L’Assemblea nazionale ha votato nella serata di venerdì 23 novembre l’istituzione di una multa forfettaria di 200 euro per sanzionare l’uso illegale di stupefacenti, fino ad oggi represso con una pena detentiva e una multa salata, molto poco applicate. L’articolo, votato dai deputati con 28 a favore e 14 contro nell’ambito della prima lettura del progetto di riforma della giustizia, intende rispondere all’aumento costante del numero di consumatori di cannabis: 5 milioni nel 2017, 700.000 dei quali quotidianamente, secondo i dati ufficiali.
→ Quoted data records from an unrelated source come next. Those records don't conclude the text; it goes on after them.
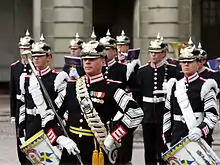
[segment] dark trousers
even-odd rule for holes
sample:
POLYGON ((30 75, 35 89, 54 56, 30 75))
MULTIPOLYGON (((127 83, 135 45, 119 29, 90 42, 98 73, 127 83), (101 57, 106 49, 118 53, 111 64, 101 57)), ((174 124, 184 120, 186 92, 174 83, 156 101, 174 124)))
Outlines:
POLYGON ((16 120, 15 120, 15 128, 16 128, 16 140, 17 140, 17 154, 18 154, 19 162, 21 163, 21 165, 30 164, 30 162, 27 160, 25 154, 20 149, 21 141, 18 136, 18 132, 19 132, 19 130, 18 130, 18 117, 16 117, 16 120))
POLYGON ((143 123, 143 139, 145 151, 145 164, 156 165, 157 162, 165 164, 161 158, 163 151, 162 124, 143 123))
POLYGON ((117 162, 126 165, 132 159, 133 134, 128 134, 122 140, 122 146, 118 154, 117 162))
Il ministro della Giustizia, Nicole Belloubet, ha difeso una misura che “è frutto di un lavoro importante” della missione di informazione parlamentare sulla cannabis guidata particolarmente da Eric Pouillat (La Repubblique en marche, LRM), che assicura come la multa forfettaria “sia ben misurata rispetto ad altri tipi di contravvenzioni”. La deputata ha anche evidenziato che si tratta di una delle “soluzioni possibili”, considerando comunque che il pubblico ministero mantiene la possibilità di perseguire l’infrazione davanti al “tribunal correctionnel”. La norma repressiva in vigore dal 1970 prevede che, per qualunque tipo di droga, il contravventore rischiava fino ad un anno di prigione e 3.750 euro di multa.
“Risolveremo il problema in questo modo?”
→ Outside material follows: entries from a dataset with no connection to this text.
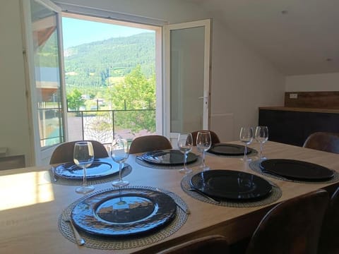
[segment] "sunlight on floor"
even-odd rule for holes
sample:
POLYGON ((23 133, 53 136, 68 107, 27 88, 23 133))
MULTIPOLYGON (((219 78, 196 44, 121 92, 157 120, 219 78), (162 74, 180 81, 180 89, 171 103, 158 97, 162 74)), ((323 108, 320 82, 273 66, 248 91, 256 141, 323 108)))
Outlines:
POLYGON ((52 185, 46 171, 21 173, 0 176, 0 211, 52 201, 52 185))

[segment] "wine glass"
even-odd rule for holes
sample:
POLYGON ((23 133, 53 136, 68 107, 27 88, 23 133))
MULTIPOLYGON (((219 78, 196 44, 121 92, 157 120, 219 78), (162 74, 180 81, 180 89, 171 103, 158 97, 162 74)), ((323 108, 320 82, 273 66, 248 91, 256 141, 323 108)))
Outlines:
POLYGON ((196 148, 203 153, 203 164, 201 167, 203 170, 210 169, 205 164, 205 152, 210 148, 211 145, 210 133, 206 131, 198 131, 196 135, 196 148))
POLYGON ((263 156, 263 145, 268 140, 268 128, 267 126, 256 126, 255 139, 260 143, 259 159, 266 159, 263 156))
POLYGON ((178 137, 178 147, 184 154, 184 168, 179 170, 180 173, 189 174, 192 169, 186 167, 187 155, 193 148, 193 138, 191 133, 180 133, 178 137))
POLYGON ((112 159, 117 163, 119 163, 119 179, 112 182, 112 185, 115 187, 126 186, 129 182, 123 180, 121 177, 121 164, 129 157, 129 142, 124 138, 117 138, 112 143, 110 148, 112 159))
POLYGON ((253 128, 242 127, 240 130, 240 141, 245 143, 245 150, 244 152, 244 157, 242 158, 244 162, 250 161, 251 158, 247 157, 247 145, 251 144, 253 140, 253 128))
POLYGON ((73 154, 74 163, 83 171, 83 186, 76 188, 78 193, 88 193, 95 190, 93 186, 87 185, 86 169, 90 167, 94 161, 94 150, 91 142, 81 141, 77 142, 74 145, 73 154))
Diversi deputati di sinistra hanno criticato l’assenza di una risposta sanitaria nel provvedimento, e il ministro ha loro risposto che ritoccare la multa “non comporterà una minore attenzione da parte della sanità pubblica”. Per questi motivi, in modo particolare Pierre Dharréville (Partito comunista francese) ha difeso un emendamento per sopprimere l’articolo anche mettendo in evidenza il rischio che questo possa essere a detrimento dei giovani più demuniti. “Non è questo tipo di misura che ci porterà ad un miglioramento della situazione sanitaria”, ha rincarato David Habib (Partito socialista), denunciando il carattere “non egualitario” del provvedimento.
“Risolveremo il problema in questo modo?”, ha anche detto Ugo Bernardis (La France insoumise). “Se volete lottare contro il traffico e i trafficanti, legalizziamo”, ha aggiunto. Marine Le Pen (Rassemblement nationale) ha dalla sua parte evidenziato come la norma porta già ad “autorizzare il consumo”, in virtù della bassa multa, e ne ha denunciato “l’ipocrisia”.
Multa estesa ad altri reati
La multa forfettaria, che era prevista di 300 euro, è stata rivista verso il basso in commissione, a 200 euro in modo da non coinvolgere l’incapacità di farvi fronte da parte dei consumatori. Diverse associazioni, alcuni magistrati e poliziotti hanno previsto “il fallimento annunciato” di un’altra misura repressiva.
Oltre l’uso illegale degli stupefacenti, l’articolo estende il campo di applicazione della multa fofettaria ad altri reati, tra cui la vendita e l’offerta di alcool ad un minore e il trasporto stradale in violazione dei limiti orari previsti. Oltre all’occupazione di immobili e il maltrattamento degli animali,
(AFP)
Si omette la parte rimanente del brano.